Every commercial is derivative.
Everything sucks.
Much the same attitude prevails within agencies.
Even when I worked on the biggest account in the world at the time (IBM) which was producing literally hundreds of good commercials, there were scores of effete people within the agency who wouldn't deign to work on the business.
Last night I got an email from a client. A few colleagues and I had created a four-minute video for her to show at a conference. It did the job. It was thorough, thoughtful and well-produced. I'm not saying it was "Citizen Kane," or even the "Citizen Kane of Industrials," but it was good and polished.
She wrote a note saying it received "spontaneous applause," from the sales teams it was done for.
Immediately, the emails started flying into my email box. "I'll clear a place on my trophy shelf," said one. "I've already entered it into the One Show," said another. I understand the sarcasm. I'm often guilty of the same.
But what most people don't realize is that work--no matter what career you pursue--is a slog. There's a lot of mucking about and doing the best you can do under the circumstances. The fact of the matter is that some time in your career you may have an adult leakage commercial to do. Let's face it, when Michelangelo was done painting the Sistine Chapel, his wife might have asked him to paint the second bathroom.
Life, and careers, is not about only doing the things you want to do. I wish it were, but it's not. As Tennessee Williams wrote in "Cat on a Hot Tin Roof," "Heroes in the real world live 24 hours a day. Not just two hours in a game....The truth is pain and sweat...paying bills...The truth is dreams that don't come true and nobody prints your name in the paper till you die."
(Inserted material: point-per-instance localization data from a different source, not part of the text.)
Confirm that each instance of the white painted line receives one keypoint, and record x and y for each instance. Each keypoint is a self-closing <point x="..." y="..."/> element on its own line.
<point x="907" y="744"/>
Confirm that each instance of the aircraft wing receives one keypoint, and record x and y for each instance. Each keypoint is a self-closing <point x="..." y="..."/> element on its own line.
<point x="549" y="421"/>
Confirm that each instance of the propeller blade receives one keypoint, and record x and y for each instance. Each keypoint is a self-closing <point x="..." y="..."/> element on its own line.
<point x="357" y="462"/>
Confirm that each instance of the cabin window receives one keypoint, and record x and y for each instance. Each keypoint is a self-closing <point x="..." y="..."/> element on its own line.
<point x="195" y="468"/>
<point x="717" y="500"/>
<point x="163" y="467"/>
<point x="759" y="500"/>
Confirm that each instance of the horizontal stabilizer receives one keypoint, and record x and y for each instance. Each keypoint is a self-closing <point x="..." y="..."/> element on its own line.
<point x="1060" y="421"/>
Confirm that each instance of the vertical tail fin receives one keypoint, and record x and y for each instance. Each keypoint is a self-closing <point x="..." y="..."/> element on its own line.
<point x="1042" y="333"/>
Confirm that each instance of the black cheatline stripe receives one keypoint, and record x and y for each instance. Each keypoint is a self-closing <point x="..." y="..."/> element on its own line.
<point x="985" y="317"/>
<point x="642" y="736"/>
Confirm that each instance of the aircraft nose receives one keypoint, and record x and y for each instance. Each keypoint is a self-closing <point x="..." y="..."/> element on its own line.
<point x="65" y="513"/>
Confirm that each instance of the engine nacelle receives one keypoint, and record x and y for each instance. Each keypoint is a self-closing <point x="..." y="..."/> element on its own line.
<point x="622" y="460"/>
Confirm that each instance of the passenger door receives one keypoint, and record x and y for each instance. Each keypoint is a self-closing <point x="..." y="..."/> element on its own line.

That's the truth of work, too. And what's been sullied by the charade of award shows that display anything but the truth (work that's never run created for clients who don't exist.)
We no longer show the truth of work.
We hold this misbegotten notion that somehow we are above doing the hard work of work. And we disparage people who tend to their knitting.
There are literally scores of people, in fact, who produce nothing but decks containing ideas that never become real. Deck after deck after deck, month after month after month.
Or they produce fake work and fake case study videos saying how great the fake work was ballasted by fake metrics that prove it's worked.
To go back to Tennessee Williams, all of us have a choice we make everyday.
It's a stark choice.
The choice between the truth of pain and sweat. That is, dignity.
Or celebrating the shiny, phoney and glib. That is, mendacity.